Earthquakes can be more unsettling than tornadoes, floods, and fires, even though the damage in the latter is usually horrifying. Earthquakes slam in unannounced—you don't see them coming. They just happen in many parts of the country.
Other places have to deal with tornados, or hurricanes. Floods and fires occur everywhere. Suddenly! There is no place to hide, no way to elude them, nowhere to go.
Natural calamities, such as these, shake us to the core because they short-circuit our inner security system. Our naturally developed notion of being in charge of our personal safety gets knocked off its foundation. Helplessness defines the moment. We are out of control.
The jolting and shaking of an earthquake, like burglary or rape, violently strips away our protective armor—that illusion that we are safe, and have things under control. Fire disillusions us and robs us of our fantasy of invulnerability. Natural disasters are terrible. The damage, death, and destruction they often bring is too sad and terrible for anything but lament and anguish.
On the other hand, an eye-opening earthquake jolt of 5.5 on the Richter Scale can awaken those of us whose denial-systems are working too well. And surely you have been reading between the lines that my reference to striking of disasters is not limited to geology, or weather. People experience earthquakes in their relationships, their faith, their finances, their dreams and goals. These are just as shattering as feeling the ground tremble beneath their feet.
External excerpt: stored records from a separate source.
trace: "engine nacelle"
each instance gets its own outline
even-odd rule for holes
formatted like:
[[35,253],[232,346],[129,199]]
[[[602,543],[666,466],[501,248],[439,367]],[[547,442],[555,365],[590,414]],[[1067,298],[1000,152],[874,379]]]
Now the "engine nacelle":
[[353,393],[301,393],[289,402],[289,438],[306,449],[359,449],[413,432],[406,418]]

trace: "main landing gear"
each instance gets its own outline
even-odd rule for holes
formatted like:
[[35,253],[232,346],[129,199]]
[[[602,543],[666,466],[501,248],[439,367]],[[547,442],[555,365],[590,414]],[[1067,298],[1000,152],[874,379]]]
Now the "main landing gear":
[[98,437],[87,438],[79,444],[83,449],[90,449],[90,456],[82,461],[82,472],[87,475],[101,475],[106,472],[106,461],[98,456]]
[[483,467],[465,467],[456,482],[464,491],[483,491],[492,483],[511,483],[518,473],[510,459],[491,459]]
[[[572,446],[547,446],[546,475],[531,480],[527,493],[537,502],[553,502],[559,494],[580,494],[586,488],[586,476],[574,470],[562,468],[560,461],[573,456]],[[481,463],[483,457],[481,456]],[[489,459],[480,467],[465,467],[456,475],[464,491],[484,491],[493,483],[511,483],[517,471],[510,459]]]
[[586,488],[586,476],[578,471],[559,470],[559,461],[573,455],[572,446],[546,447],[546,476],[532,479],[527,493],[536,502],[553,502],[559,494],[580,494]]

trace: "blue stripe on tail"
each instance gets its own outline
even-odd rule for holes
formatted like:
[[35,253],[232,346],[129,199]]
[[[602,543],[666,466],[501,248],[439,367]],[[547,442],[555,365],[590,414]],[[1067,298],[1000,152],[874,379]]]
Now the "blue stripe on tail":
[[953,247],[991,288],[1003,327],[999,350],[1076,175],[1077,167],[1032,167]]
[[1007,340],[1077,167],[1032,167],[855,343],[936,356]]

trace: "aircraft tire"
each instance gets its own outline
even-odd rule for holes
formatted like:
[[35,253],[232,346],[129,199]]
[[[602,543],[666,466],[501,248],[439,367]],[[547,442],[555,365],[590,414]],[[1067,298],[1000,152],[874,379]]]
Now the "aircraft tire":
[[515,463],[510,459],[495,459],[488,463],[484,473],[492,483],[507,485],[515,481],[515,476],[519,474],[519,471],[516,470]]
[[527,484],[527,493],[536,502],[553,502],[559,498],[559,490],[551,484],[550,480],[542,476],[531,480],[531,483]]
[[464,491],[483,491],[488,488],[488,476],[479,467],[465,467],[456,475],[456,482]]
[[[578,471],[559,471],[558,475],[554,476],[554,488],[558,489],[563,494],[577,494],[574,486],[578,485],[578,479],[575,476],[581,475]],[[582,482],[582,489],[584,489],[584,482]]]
Earthquakes, for most of us, work as an effective temporary cure for an unrealistic sense of security. Sometimes we are so smug and comfortable that even our reach toward God is perfunctory and habitual. An earthquake can change that. When there is no place to hide, nothing to be done, and everything could shake apart or crash down on top of us in a few seconds, we may quickly recognize our only True Security.
My prayer for each of you . . . my hope and desire for all my readers . . . is that you will feel God's presence with you when disaster strikes. And my prayer is that these disasters are mild . . . more of a ground tremor than a BIG earthquake.